Del peruano Andrés Roca Rey creo que queda poco por descubrir pero sí que mucho por contar, porque ayer demostró una vez más que está llamado a liderar el toreo en las próximas décadas. Era el cuarto un cárdeno serio, alto, veleto y astifino, un auténtico galán. Lo recibe Roca Rey con verónicas bellísimas, cargando la suerte, acompasadas, meciendo al toro, enganchando el viaje muy alante para jugarla cintura y alargar el lance con una naturalidad pasmosa para rematar con desmayo a una mano soltando la punta del capote. Al inicio de faena por estatuarios se muestra protestón en la muleta, suelta la cara, no se emplea, y si el limeño  mete la mano abajo y le obliga se viene abajo. Firme y seguro Roca Rey, poderoso, pero el de Montecristo no parece muy colaborador, aunque muletazo a muletazo le va sometiendo, como un natural lentísimo en el que parecía que iba a detenerse el tiempo, o un cambio de mano celestial. A partir de ahí el toro rompe por el pitón izquierdo, naturales hondos, templados y muy lentos, provocando la locura en los tendidos. Por el pitón derecho vemos la versión valerosa del limeño, aguantando parones y miradas, robándole los pases uno a uno a base de colocarse y ponerle la muleta en la cara, tremendo mando, enorme entrega. Pone en pie una vez más La México al cerrar al toro en tablas y en esos terrenos, en una baldosa, montar un lío de órdago pasándoselo por ambos pitones por lugares imposibles, auténticamente inverosímil que pudiera ir por donde no había espacio, pero Roca Rey rompe todas las leyes de la física con su toreo. Sin rectificar, pases en redondo y al natural cambiándose la muleta de mano sin enmendarse, trincherazos y otros de desdén mirando al tendido que pone patas arriba a los tendidos. Las bernardinas finales son de cortar la respiración, con mucha verdad, como toda su faena, una faena nacida de su imaginación y desarrollada en unos terrenos comprometidísimos en los que se maneja como pez en el agua. Pinchazo y espadazo fulminante valen una oreja de mucho peso y valor fruto de la capacidad técnica y lidiadora y el arrojo que este figurón del toreo atesora. La vuelta al ruedo, al igual que ocurrió con Joselito Adame, fue apoteósica, tiene conquistada La México, no hay duda.

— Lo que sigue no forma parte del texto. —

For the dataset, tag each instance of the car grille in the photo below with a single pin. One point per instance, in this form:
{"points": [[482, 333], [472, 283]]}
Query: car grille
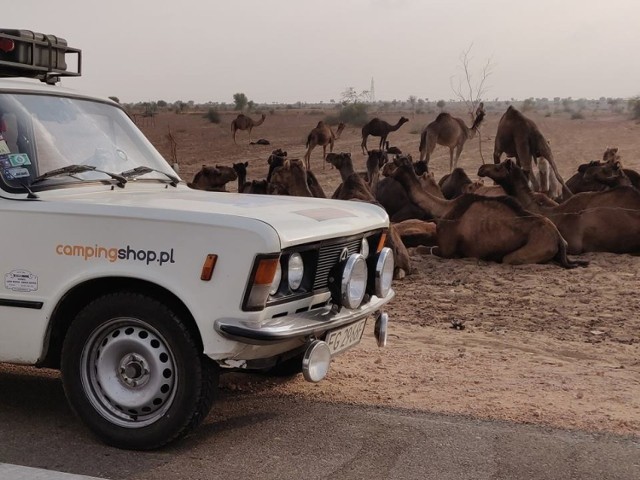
{"points": [[328, 256]]}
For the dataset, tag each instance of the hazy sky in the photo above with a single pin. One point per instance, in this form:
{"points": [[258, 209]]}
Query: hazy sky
{"points": [[298, 50]]}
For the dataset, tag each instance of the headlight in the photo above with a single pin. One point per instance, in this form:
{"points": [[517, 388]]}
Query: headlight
{"points": [[295, 271], [383, 272], [364, 248], [276, 281], [354, 281]]}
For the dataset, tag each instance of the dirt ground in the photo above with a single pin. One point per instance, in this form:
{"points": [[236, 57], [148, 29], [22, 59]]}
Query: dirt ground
{"points": [[540, 344]]}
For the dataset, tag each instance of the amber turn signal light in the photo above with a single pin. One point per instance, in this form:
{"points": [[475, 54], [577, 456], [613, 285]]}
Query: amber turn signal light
{"points": [[383, 239], [208, 266]]}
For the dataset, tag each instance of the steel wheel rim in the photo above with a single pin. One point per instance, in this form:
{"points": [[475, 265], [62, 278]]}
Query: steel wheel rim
{"points": [[128, 373]]}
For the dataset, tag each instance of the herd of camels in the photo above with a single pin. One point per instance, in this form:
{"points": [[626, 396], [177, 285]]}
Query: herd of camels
{"points": [[520, 219]]}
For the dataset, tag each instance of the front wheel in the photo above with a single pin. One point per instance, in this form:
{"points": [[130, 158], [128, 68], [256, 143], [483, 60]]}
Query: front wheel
{"points": [[132, 372]]}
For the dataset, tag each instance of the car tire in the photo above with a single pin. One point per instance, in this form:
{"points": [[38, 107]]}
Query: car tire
{"points": [[133, 372]]}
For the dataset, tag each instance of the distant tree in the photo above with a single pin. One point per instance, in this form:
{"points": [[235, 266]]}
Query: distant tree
{"points": [[412, 101], [528, 104], [634, 107], [240, 101]]}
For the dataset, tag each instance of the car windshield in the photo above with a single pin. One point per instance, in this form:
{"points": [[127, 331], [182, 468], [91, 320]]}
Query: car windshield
{"points": [[43, 133]]}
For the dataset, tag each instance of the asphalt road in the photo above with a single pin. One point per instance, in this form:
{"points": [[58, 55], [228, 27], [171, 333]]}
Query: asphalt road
{"points": [[250, 437]]}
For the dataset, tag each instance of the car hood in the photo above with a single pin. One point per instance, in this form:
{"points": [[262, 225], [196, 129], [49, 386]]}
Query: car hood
{"points": [[296, 219]]}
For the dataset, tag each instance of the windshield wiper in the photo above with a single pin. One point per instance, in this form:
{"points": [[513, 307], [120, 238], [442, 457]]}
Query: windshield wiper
{"points": [[136, 172], [70, 170]]}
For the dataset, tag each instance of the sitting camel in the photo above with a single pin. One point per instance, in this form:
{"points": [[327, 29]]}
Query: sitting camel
{"points": [[451, 132], [322, 135], [490, 228], [607, 221], [290, 178], [393, 197], [415, 233], [355, 188], [379, 128], [592, 176], [213, 179], [242, 122], [254, 186], [519, 137]]}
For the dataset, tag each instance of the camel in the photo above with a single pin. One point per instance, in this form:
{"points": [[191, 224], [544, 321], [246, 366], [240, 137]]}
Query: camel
{"points": [[242, 122], [379, 128], [489, 228], [241, 171], [322, 135], [375, 161], [290, 178], [355, 188], [607, 221], [519, 137], [393, 197], [450, 132], [592, 176], [213, 179], [415, 233]]}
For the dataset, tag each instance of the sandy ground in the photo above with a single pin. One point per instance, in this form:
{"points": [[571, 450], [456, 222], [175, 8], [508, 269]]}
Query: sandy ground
{"points": [[540, 344]]}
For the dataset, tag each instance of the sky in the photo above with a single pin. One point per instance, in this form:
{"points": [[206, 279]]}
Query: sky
{"points": [[289, 51]]}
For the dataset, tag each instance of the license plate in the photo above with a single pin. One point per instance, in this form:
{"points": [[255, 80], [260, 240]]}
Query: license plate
{"points": [[343, 338]]}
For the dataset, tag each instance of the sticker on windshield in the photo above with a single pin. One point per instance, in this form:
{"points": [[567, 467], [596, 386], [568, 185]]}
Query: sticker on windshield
{"points": [[19, 159], [21, 281], [17, 172]]}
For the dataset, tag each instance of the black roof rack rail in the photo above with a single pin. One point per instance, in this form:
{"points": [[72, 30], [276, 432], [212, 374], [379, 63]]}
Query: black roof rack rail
{"points": [[24, 53]]}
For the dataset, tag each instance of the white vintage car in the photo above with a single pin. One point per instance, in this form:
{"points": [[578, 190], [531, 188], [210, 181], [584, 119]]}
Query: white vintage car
{"points": [[142, 290]]}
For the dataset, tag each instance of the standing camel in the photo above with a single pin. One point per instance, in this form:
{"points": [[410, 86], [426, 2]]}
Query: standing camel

En resumen, una apasionante madrugada de toros cargada de arte y valor, emoción y pasión que seguro tendrá continuidad esta misma noche con el encierro de Los Encinos para Pablo Hermoso de Mendoza, Enrique Ponce, el consentido de la afición mexicana, Sergio Flores y Luis David, que hará todo lo posible por seguir los pasos de su hermano mayor y salir a hombros. Otra madrugada para dormir poco y sentir el toreo.
¡Qué bonita y grande es esta bendita afición!